Using the review of the New Deal workfare system they commissioned from City banker David Freud, the three ministers will announce that single parents with children over eleven years old must sign up to a New Deal cheap labour scheme or lose their benefits.
At present single parents are not obliged to seek work until their children reach sixteen.
Freud was called in to cut the number of people of working age on benefits, for which they do not have to be actively seeking work.
Blair also plans to privatise the benefits system, with charities and private companies being offered contracts to run ‘welfare to work’ schemes for lone parents and people on incapacity benefit.

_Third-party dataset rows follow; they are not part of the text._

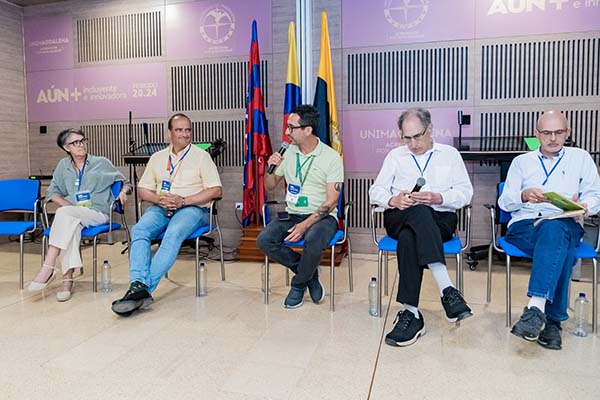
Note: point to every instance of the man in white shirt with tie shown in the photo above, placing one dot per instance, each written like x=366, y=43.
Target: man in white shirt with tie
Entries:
x=421, y=220
x=572, y=173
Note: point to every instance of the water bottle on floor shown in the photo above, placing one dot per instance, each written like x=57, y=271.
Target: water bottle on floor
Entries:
x=203, y=280
x=373, y=297
x=106, y=278
x=581, y=313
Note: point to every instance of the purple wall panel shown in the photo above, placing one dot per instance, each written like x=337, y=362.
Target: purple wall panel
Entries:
x=204, y=29
x=369, y=135
x=98, y=93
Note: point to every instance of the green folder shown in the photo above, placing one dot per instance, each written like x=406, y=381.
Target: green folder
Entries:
x=532, y=143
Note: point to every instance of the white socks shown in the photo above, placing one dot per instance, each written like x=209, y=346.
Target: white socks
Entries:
x=440, y=274
x=412, y=309
x=538, y=302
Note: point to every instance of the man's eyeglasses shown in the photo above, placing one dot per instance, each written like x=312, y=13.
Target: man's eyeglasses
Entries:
x=557, y=133
x=292, y=127
x=407, y=139
x=78, y=143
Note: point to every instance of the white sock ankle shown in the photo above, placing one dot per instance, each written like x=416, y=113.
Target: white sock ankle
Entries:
x=538, y=302
x=440, y=274
x=412, y=309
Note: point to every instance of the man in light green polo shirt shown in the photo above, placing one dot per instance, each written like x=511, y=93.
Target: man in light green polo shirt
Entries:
x=314, y=175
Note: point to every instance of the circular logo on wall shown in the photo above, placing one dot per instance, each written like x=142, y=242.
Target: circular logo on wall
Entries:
x=405, y=14
x=217, y=24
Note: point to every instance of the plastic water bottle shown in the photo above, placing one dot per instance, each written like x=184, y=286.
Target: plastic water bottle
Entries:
x=581, y=312
x=263, y=271
x=106, y=278
x=203, y=280
x=373, y=297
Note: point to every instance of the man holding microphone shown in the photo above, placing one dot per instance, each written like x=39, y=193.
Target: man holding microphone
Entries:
x=314, y=177
x=421, y=219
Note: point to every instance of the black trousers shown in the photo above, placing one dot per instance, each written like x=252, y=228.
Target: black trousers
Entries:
x=420, y=232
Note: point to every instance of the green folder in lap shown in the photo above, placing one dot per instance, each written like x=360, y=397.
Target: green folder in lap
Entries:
x=532, y=143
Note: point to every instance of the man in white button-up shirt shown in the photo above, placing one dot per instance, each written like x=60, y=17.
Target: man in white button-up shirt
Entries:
x=421, y=220
x=572, y=173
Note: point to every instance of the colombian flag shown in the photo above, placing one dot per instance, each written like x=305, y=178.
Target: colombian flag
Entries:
x=325, y=94
x=293, y=96
x=257, y=146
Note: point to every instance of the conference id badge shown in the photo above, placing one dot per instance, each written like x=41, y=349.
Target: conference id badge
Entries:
x=292, y=193
x=165, y=186
x=83, y=199
x=302, y=201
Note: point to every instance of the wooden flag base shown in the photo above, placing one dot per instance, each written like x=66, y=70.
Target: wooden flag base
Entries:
x=248, y=250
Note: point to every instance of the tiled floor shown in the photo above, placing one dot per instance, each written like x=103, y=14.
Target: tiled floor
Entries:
x=229, y=345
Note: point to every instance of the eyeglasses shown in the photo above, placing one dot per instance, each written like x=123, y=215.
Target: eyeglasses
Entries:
x=418, y=136
x=557, y=133
x=292, y=127
x=78, y=143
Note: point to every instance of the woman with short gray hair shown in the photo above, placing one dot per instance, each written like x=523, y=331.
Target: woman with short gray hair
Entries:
x=81, y=186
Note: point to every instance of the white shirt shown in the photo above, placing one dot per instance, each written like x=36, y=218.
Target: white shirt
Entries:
x=575, y=172
x=445, y=174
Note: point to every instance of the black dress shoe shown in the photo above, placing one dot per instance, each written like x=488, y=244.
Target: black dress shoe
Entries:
x=136, y=297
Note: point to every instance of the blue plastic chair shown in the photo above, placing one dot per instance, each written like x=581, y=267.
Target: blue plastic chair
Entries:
x=20, y=195
x=92, y=232
x=338, y=239
x=499, y=243
x=387, y=244
x=213, y=225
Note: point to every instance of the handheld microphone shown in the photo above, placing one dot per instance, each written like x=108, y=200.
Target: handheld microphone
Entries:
x=420, y=183
x=281, y=151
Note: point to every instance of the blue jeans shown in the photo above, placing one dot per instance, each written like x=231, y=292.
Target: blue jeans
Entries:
x=552, y=246
x=316, y=240
x=150, y=270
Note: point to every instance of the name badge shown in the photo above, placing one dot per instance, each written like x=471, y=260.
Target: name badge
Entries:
x=302, y=201
x=292, y=193
x=165, y=186
x=83, y=199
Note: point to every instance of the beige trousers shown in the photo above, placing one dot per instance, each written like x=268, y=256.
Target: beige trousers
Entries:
x=66, y=232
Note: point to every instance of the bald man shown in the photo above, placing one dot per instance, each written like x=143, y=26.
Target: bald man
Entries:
x=552, y=168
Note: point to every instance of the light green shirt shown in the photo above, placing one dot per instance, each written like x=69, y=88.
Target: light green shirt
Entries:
x=320, y=167
x=98, y=176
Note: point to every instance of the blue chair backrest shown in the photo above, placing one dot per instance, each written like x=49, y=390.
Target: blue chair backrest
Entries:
x=115, y=188
x=19, y=194
x=503, y=216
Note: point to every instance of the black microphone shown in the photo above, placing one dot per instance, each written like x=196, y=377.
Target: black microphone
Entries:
x=281, y=151
x=420, y=183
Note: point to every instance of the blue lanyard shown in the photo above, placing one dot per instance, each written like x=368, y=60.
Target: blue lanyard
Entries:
x=171, y=167
x=422, y=171
x=80, y=174
x=551, y=171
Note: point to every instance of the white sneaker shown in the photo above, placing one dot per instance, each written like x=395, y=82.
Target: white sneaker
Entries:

They will get large bonuses if they can keep people in a New Deal ‘job’ for at least three years, as well as being in receipt of part of the state budget and state assets.
Banker Freud’s review recommends:
l making welfare payments conditional on looking for work or taking part in ‘training’
l tackling the ‘problem’ of people doing short spells of work and then having longer periods on benefit
l considering giving people help to pay off debts they have accrued while on benefits.
The report also recommends that organisations running the schemes should be given cash incentives for keeping people off benefits.
Hutton was on BBC television’s Sunday AM programme yesterday promoting the use of private companies and charities.
He said: ‘Job Centre Plus does a fantastic job, but what we should consider now is whether it should focus on those who are easiest to help and if what we should use is a network of specialist providers to provide the help for those who are furthest away from the labour market.
‘It’s easier for people who have been on long-term benefits to work with those types of organisation and develop the personal relationship, than sometimes it is with an arm of the state bureaucracy.’
Pursuing the attack on single parents, he added: ‘If you are a lone parent, the system does not expect you to take any active steps to get back to work until your youngest child is 16.
‘We know that having spent years in the benefits system those single parents are usually not in a position to make active steps to get back to active work so a lot of them go directly from income support onto incapacity benefit.
‘We’ve got to break that logjam.’
The One Parent Families organisation’s director Chris Pond slammed the proposal: ‘It would be a real mistake to start cajoling lone parents, even those with older children, into jobs when it’s just not right for them.
‘Moves to cut benefits for lone parents with children over 11 would be wholly counterproductive. Those who are not in work could face real disadvantages, including a quarter who are caring for a disabled child.
‘In a week when the Equalities Review found that mothers face the most discrimination in the workplace of any group, applying a “big stick” approach to lone parents, rather than offering more help and support, would be not only wrong but also ineffective.’
Pond added: ‘Most lone parents with older children are already working. About 70 per cent already have a job. Those who are not working very often have good reasons for not doing so.’
Labour leadership challenger John McDonnell MP warned: ‘There will be a reaction against this plan right the way across the Labour Party.’
‘It is a recipe for the intimidation and harassment of the unemployed to make profits for private companies.’